Bu yapılan madencilik değil

Turgutlu Çevre Platformu (TURÇEP) tarafından gerçekleştirilen panelin yürütücülüğünü Ege Üniversitesi emekli öğretim üyesi Prof. Dr. Ümit Erdem yaptı. İTÜ Öğretim Görevlisi Prof. Dr. İsmail Duman Çaldağı’nda yapılan faaliyetin madencilik olarak nitelenemeyeceğini, bunun madencilik adı altında yapılan devasa bir kimyasal işletmecilik olduğunu söyledi. Duman, burada kullanılacak 18 milyon ton sülfirik asidin tankerlere konduğunda ve tankerlerin tampon tampona dizildiğinde Çin denizini geçerek denize döküldüğünü belirterek, “Bu korkunç bir şey” dedi.

Madenci şirketin Turgutlu’dan bazı kişileri ve kurum temsilcilerini Finlandiya’daki nikel madeni olan Talvivaara’ya götürdüğünü hatırlatan Jeoloji Yüksek Mühendisi Tahir Öngür, bu gezinin ardından daha geçtiğimiz günlerde Talvivara’da meydana gelen kazada büyük bir çevresel kirlenmenin meydana geldiğini aktardı. E. Ü. Halk Sağlığı bölümünden Uzm. Dr. Hür Hassoy nikel madenciliği ve sağlık adlı sunumunda insan ve çevre etkileşiminin anne karnında başladığının altını çizerek, kimyasal maddelerle yapılan metal işletmeciliğinde ortaya çıkan ağır metallerin ve özellikle arseniğin yarattığı sağlık sorunlarını sıraladı.

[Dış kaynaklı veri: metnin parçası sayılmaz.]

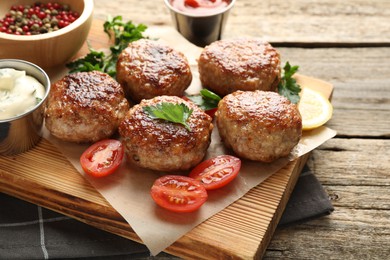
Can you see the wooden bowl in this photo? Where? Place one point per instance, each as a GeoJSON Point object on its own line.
{"type": "Point", "coordinates": [49, 49]}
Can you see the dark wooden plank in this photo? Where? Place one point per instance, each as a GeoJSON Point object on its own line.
{"type": "Point", "coordinates": [361, 97]}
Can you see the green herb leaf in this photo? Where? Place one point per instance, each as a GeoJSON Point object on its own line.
{"type": "Point", "coordinates": [176, 113]}
{"type": "Point", "coordinates": [288, 86]}
{"type": "Point", "coordinates": [122, 33]}
{"type": "Point", "coordinates": [206, 100]}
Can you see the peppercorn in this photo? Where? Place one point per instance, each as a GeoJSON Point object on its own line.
{"type": "Point", "coordinates": [38, 18]}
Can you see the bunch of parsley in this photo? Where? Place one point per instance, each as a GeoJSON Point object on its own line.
{"type": "Point", "coordinates": [123, 33]}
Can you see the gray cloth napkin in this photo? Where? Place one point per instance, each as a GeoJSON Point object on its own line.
{"type": "Point", "coordinates": [28, 231]}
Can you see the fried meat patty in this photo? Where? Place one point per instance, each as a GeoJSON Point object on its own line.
{"type": "Point", "coordinates": [161, 145]}
{"type": "Point", "coordinates": [239, 64]}
{"type": "Point", "coordinates": [147, 68]}
{"type": "Point", "coordinates": [259, 125]}
{"type": "Point", "coordinates": [85, 107]}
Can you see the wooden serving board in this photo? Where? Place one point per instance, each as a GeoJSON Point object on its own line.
{"type": "Point", "coordinates": [241, 231]}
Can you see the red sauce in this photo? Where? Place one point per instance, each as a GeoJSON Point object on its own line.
{"type": "Point", "coordinates": [199, 7]}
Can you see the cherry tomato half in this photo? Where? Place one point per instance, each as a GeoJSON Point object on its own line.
{"type": "Point", "coordinates": [216, 172]}
{"type": "Point", "coordinates": [178, 193]}
{"type": "Point", "coordinates": [211, 112]}
{"type": "Point", "coordinates": [102, 158]}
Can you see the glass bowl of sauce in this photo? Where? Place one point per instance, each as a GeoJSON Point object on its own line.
{"type": "Point", "coordinates": [24, 88]}
{"type": "Point", "coordinates": [200, 21]}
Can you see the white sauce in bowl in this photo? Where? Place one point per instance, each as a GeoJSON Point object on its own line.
{"type": "Point", "coordinates": [19, 92]}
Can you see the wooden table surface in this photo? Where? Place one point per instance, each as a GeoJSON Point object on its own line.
{"type": "Point", "coordinates": [346, 43]}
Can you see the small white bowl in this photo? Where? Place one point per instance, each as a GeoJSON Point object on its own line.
{"type": "Point", "coordinates": [49, 49]}
{"type": "Point", "coordinates": [22, 132]}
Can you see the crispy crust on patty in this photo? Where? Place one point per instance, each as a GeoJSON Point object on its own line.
{"type": "Point", "coordinates": [148, 68]}
{"type": "Point", "coordinates": [239, 64]}
{"type": "Point", "coordinates": [259, 125]}
{"type": "Point", "coordinates": [161, 145]}
{"type": "Point", "coordinates": [85, 107]}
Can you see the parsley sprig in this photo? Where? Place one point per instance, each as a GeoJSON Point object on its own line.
{"type": "Point", "coordinates": [206, 99]}
{"type": "Point", "coordinates": [176, 113]}
{"type": "Point", "coordinates": [122, 33]}
{"type": "Point", "coordinates": [288, 86]}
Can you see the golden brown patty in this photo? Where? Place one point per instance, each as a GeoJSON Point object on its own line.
{"type": "Point", "coordinates": [161, 145]}
{"type": "Point", "coordinates": [239, 64]}
{"type": "Point", "coordinates": [259, 125]}
{"type": "Point", "coordinates": [85, 107]}
{"type": "Point", "coordinates": [147, 69]}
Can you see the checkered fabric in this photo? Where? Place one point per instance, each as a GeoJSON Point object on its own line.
{"type": "Point", "coordinates": [28, 231]}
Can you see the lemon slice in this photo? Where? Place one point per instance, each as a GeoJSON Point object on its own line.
{"type": "Point", "coordinates": [315, 109]}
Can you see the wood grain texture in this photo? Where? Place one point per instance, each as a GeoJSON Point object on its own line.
{"type": "Point", "coordinates": [43, 176]}
{"type": "Point", "coordinates": [288, 23]}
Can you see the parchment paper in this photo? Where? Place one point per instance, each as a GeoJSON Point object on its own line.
{"type": "Point", "coordinates": [128, 190]}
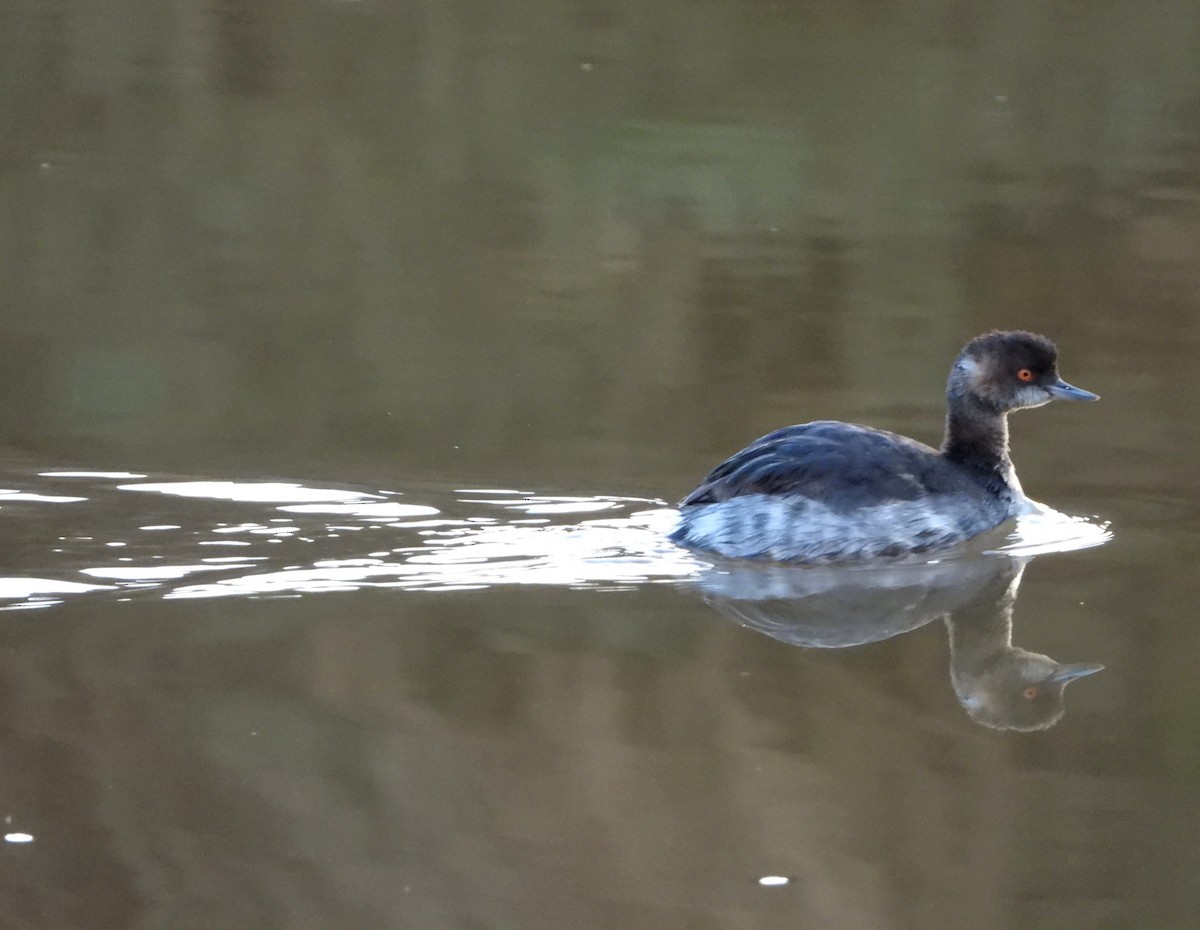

Torunlarımızın hakkını çalıyoruz

Panelin dikkat çeken sunumlarından birisi de İzmir Orman Mühendisleri Odası Başkanı Kenan Erten’den geldi. Maden alanının tamamının emekle yetiştirilmiş ormanlar olduğuna ve bölgenin 1976 yılından itibaren insan eliyle ağaçlandırıldığına vurgu yapan Özten, maden üretimi sürecinde bölgede bulunan 2 milyona yakın ağacın kesileceği iddiasını, bölgenin orman yapısını gösteren uydu fotoğrafları ile yineledi. Prof. Dr. Ümit Erdem de nikel madenciliği devam ederse bölgenin ziraat bakımından mahvolacağı uyarısında bulundu. “Bırakın ağacı ot bile yetişmeyecek. Bu maden İzmir’i tehdit ediyor. 2026 ya kadar elde edilecek bir gelir için torunlarımızın hakkını çalıyoruz” diye konuştu.